A comercialização de ativos intangíveis virou uma nova fronteira de arrecadação pública no Ceará.
À frente dessa estratégia está a Companhia de Participação e Gestão de Ativos do Ceará S/A (CearaPar), que aposta agora na tokenização de créditos de água – uma medida que transforma o reúso de um recurso vital em instrumento de geração de receita e mira o desenvolvimento sustentável.
Em parceria com a Companhia de Água e Esgoto do Ceará (Cagece) e com a empresa suíça Hypercube, a CearaPar assina nesta quinta-feira, 12 de junho, acordo para desenvolver a iniciativa, durante o Triplo Fórum Internacional da Governança do Sul Global, evento realizado pelo Instituto Brasileiro de Geografia e Estatística (IBGE), que reúne até o dia 13 de junho representantes do Brics (Brasil, Rússia, Índia, China e África do Sul) para debater temas estratégicos dos países.
Esses créditos poderão ser adquiridos por interessados, com grande uso de água, em neutralizar seu impacto ambiental. “O objetivo é fazer com que ativos públicos, como a água, gerem dinheiro para o Estado, retornando em forma de políticas públicas e desenvolvimento social”, explica Luiza Martins, diretora-presidente da CearaPar.
Em fase de formatação, o modelo inclui o desenvolvimento de aplicativos e ferramentas digitais que permitirão rastrear, por meio da tokenização, mensurar e certificar o reúso. A parceria com a suíça Hypercube, especializada em sistemas de verificação digital, é para dar credibilidade e potencial internacional à iniciativa, pois a startup já trabalha com esse ativo.
A empresa, em sua plataforma, explica que cada token gerado será publicamente rastreável, verificado por terceiros e acessível não apenas a empresas, mas também a cidadãos.
Empresas com alta pegada hídrica podem compensar diretamente seus impactos comprando tokens, enquanto parte do valor gerado será reinvestido em novos projetos ambientais.
Inspirada por modelos de governança adotados por países como China, Emirados Árabes e Índia, a empresa cearense participou do Triplo Fórum Internacional, nesta quarta-feira, 11, sobre inovação no Sul Global, com foco na gestão soberana dos dados e no combate à assimetria entre cidadãos e grandes plataformas tecnológicas.
“A era digital é baseada em dados, e esses dados pertencem ao cidadão, mas quem lucra com eles são as big techs”, argumenta Luiza Martins. “Queremos entender como estruturar um balanço de dados públicos e transformar essa inteligência em política pública — e, por que não, também em receita para o Estado.”
Parte central do debate é a releitura da Lei Geral de Proteção de Dados (LGPD). Segundo a diretora, a lei é usada com ênfase no sigilo, quando deveria ser uma ferramenta de transparência e democratização do acesso aos dados.

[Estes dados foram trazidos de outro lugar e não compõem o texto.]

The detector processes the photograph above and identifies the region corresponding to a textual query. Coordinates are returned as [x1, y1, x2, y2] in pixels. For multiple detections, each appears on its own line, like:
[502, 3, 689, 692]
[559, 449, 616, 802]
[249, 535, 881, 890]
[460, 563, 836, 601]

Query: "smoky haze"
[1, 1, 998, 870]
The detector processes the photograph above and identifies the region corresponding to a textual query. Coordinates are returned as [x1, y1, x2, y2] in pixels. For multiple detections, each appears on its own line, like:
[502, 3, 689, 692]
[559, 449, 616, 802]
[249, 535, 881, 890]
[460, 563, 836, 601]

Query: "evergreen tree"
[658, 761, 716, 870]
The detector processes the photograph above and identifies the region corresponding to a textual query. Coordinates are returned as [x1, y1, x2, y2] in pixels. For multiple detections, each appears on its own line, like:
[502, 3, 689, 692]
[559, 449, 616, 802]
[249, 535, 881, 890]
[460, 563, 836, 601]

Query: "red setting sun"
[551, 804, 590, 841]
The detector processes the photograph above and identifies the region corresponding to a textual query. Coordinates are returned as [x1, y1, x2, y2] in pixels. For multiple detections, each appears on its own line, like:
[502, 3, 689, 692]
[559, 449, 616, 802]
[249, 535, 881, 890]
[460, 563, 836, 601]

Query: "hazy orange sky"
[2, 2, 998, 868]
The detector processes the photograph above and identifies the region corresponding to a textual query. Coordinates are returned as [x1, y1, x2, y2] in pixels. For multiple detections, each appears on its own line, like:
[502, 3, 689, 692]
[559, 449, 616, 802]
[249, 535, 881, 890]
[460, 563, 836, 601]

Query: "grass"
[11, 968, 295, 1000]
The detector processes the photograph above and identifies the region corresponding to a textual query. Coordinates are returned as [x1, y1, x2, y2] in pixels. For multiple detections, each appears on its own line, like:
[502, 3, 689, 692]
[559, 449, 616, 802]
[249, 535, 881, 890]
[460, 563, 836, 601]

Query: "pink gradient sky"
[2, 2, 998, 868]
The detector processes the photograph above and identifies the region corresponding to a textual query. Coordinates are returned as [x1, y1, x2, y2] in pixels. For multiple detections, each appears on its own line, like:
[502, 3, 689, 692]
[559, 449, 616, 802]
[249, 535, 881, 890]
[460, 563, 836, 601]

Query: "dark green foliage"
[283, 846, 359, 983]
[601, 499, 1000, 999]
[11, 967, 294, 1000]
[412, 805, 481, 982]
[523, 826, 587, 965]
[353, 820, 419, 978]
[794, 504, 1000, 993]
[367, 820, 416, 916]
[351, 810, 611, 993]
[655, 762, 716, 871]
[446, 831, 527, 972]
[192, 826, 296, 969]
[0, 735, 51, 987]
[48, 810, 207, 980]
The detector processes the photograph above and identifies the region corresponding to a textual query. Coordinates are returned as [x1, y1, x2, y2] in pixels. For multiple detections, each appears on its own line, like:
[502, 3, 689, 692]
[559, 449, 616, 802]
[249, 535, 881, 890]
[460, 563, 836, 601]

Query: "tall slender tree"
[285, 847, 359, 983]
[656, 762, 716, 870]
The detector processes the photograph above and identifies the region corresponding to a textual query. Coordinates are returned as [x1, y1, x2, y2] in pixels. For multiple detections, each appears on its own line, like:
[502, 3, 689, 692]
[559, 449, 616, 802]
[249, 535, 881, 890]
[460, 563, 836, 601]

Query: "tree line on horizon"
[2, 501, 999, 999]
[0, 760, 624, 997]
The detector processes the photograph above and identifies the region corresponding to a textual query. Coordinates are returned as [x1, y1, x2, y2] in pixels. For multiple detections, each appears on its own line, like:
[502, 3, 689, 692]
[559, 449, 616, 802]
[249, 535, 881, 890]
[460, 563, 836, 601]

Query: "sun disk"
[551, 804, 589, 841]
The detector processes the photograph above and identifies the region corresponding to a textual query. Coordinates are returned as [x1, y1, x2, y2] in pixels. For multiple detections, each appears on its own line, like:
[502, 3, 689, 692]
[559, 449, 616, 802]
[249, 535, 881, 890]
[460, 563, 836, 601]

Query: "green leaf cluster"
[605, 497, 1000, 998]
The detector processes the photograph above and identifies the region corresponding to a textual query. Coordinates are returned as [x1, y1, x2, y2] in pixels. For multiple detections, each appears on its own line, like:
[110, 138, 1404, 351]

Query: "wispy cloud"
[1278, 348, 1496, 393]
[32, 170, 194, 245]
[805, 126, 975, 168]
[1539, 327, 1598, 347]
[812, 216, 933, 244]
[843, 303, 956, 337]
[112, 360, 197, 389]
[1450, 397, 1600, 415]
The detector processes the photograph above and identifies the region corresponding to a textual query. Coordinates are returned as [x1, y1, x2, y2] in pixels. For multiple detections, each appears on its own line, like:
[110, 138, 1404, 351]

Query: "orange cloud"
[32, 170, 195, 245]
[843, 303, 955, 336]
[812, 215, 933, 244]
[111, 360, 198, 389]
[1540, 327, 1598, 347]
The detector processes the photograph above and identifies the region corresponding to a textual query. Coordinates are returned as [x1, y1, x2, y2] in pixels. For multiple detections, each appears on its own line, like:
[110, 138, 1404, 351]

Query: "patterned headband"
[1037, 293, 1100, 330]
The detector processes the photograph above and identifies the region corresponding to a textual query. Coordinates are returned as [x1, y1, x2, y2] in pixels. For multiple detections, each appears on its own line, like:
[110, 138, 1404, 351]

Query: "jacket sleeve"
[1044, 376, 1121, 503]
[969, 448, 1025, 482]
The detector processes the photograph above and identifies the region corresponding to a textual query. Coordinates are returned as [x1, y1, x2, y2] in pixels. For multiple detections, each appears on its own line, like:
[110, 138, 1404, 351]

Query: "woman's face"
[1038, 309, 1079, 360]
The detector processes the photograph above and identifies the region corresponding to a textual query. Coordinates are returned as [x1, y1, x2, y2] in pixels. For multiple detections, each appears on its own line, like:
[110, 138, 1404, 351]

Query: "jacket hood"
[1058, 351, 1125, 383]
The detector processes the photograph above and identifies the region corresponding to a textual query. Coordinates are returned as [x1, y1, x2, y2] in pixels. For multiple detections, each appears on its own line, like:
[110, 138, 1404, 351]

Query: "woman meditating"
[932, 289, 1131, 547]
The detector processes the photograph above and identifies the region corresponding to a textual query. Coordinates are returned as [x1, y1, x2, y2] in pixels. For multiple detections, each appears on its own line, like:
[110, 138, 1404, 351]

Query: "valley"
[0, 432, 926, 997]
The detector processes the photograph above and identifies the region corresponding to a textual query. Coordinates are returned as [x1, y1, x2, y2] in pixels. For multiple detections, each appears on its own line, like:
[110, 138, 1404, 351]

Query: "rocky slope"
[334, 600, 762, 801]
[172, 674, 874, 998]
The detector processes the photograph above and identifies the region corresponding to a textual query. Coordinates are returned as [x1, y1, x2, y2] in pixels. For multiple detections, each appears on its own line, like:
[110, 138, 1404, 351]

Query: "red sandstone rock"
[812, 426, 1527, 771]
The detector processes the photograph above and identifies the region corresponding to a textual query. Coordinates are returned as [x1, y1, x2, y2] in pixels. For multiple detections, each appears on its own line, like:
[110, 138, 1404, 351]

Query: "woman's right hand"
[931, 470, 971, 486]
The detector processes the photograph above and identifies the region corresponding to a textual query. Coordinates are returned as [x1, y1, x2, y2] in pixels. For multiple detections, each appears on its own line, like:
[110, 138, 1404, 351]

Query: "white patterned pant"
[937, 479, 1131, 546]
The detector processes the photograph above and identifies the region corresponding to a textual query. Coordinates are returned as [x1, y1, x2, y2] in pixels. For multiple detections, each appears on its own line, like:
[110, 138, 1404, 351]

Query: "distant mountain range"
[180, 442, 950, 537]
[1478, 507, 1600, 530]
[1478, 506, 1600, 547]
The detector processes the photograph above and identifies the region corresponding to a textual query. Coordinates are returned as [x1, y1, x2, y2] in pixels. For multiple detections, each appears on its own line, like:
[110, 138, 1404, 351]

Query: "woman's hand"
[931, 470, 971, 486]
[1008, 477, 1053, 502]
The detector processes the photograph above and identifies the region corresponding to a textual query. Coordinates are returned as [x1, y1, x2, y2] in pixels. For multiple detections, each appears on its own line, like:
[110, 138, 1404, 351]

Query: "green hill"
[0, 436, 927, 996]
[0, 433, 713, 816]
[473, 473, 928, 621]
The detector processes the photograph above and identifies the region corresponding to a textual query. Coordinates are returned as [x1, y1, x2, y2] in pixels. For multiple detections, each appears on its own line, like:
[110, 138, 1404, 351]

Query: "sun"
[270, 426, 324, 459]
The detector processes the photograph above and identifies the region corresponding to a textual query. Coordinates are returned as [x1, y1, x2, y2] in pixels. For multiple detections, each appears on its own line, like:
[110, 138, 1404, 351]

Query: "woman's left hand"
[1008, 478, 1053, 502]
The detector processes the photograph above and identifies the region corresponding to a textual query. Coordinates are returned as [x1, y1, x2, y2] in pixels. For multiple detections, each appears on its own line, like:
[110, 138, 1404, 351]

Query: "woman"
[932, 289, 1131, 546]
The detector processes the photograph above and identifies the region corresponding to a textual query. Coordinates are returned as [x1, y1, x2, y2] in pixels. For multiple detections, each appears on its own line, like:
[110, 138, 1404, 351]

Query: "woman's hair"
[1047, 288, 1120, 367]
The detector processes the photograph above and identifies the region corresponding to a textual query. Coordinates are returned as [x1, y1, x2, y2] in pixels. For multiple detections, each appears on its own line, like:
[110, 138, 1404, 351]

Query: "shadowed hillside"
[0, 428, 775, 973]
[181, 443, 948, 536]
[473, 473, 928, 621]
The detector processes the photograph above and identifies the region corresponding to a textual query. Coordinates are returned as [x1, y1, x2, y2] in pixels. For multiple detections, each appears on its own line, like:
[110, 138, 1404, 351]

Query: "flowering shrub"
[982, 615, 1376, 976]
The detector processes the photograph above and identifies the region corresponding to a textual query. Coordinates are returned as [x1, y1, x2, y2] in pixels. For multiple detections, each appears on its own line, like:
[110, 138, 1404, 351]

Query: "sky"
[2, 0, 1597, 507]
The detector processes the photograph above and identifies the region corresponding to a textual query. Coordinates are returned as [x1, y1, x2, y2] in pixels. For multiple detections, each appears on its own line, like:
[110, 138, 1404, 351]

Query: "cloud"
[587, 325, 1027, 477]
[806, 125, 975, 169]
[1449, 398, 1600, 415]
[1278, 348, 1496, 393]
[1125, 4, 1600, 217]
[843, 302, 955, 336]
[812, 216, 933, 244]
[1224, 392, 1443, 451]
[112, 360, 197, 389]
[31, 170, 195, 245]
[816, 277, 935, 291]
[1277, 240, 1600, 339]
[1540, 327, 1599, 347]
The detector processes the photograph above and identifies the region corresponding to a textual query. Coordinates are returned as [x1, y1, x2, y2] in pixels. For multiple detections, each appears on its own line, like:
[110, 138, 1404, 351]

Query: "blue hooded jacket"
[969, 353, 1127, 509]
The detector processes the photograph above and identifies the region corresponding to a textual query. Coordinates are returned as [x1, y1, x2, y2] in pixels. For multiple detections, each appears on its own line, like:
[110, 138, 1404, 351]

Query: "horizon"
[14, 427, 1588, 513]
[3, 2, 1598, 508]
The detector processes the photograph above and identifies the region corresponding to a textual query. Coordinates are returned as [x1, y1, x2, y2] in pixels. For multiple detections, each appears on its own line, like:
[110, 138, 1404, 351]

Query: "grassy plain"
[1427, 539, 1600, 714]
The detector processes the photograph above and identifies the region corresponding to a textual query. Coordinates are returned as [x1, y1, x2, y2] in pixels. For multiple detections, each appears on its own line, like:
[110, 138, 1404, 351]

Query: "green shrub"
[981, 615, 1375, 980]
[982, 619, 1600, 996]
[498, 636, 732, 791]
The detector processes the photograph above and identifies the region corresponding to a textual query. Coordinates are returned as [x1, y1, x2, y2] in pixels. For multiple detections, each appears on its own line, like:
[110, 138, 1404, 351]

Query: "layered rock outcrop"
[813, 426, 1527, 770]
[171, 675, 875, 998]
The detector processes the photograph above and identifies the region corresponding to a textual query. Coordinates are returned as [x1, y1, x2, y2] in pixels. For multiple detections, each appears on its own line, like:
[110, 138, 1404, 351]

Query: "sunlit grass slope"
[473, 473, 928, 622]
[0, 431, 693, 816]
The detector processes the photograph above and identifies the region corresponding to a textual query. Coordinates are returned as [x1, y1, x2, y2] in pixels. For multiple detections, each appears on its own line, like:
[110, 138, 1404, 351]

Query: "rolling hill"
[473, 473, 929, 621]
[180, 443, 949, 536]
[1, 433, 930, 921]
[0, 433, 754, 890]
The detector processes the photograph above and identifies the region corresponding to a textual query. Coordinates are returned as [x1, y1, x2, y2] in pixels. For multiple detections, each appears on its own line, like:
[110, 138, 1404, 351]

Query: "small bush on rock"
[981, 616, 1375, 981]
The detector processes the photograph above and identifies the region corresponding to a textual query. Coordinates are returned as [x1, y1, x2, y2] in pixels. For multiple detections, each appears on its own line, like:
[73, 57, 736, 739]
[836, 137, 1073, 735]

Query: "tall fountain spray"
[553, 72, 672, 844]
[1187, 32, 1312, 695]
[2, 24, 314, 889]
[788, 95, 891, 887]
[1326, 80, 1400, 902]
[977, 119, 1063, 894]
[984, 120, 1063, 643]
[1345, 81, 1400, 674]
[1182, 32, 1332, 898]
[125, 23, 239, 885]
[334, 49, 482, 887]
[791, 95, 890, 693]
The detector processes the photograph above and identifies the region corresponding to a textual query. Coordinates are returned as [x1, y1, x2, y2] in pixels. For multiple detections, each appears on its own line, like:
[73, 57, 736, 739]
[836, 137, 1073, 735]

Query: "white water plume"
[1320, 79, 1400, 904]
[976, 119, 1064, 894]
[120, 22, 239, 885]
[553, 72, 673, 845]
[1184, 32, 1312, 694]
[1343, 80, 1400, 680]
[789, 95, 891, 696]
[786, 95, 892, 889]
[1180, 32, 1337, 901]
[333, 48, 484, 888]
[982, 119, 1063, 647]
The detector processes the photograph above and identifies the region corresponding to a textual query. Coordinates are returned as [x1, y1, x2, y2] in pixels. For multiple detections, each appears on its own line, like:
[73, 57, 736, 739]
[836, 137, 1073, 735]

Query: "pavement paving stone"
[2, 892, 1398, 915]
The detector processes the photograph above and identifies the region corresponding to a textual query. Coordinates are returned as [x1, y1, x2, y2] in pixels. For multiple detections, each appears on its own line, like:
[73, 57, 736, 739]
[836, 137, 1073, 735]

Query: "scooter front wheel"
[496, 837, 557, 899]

“Hoje a LGPD é usada quase como um escudo. Mas o objetivo dela deveria ser garantir que o titular dos dados — ou seja, o cidadão — tenha clareza e controle sobre o uso dessas informações”, afirma Martins.
A CearaPar está estruturando um programa de Cientista Chefe voltado para a governança de dados, em articulação com universidades e órgãos do poder público. A ideia é desenhar um sistema que vá além da proteção e abrace a utilização estratégica dos dados para fins sociais e econômicos.
A monetização dos ativos públicos — sejam dados ou água — está no centro da estratégia da CearaPar para reformular a relação entre governo, sociedade e setor privado. Trata-se de um modelo que pretende romper a dependência de plataformas estrangeiras, fomentando um ecossistema nacional e autônomo de inovação.
Além da parceria com a Cagece e a Hypercube, a CearaPar também articula com o IBGE e acompanha o projeto de lei do deputado Arlindo Chinaglia (PT-SP), que propõe um sistema público de governança algorítmica. O Ceará quer se antecipar a esse debate, consolidando-se como um dos primeiros estados brasileiros a enfrentar os desafios da economia digital.
“A lógica é simples: se o Estado pode vender um terreno, por que não pode vender um crédito de água reutilizada ou um conjunto estruturado de dados públicos?”, questiona Martins. “Não se trata apenas de arrecadar, mas de redistribuir, desenvolver e planejar o futuro com inteligência e soberania.”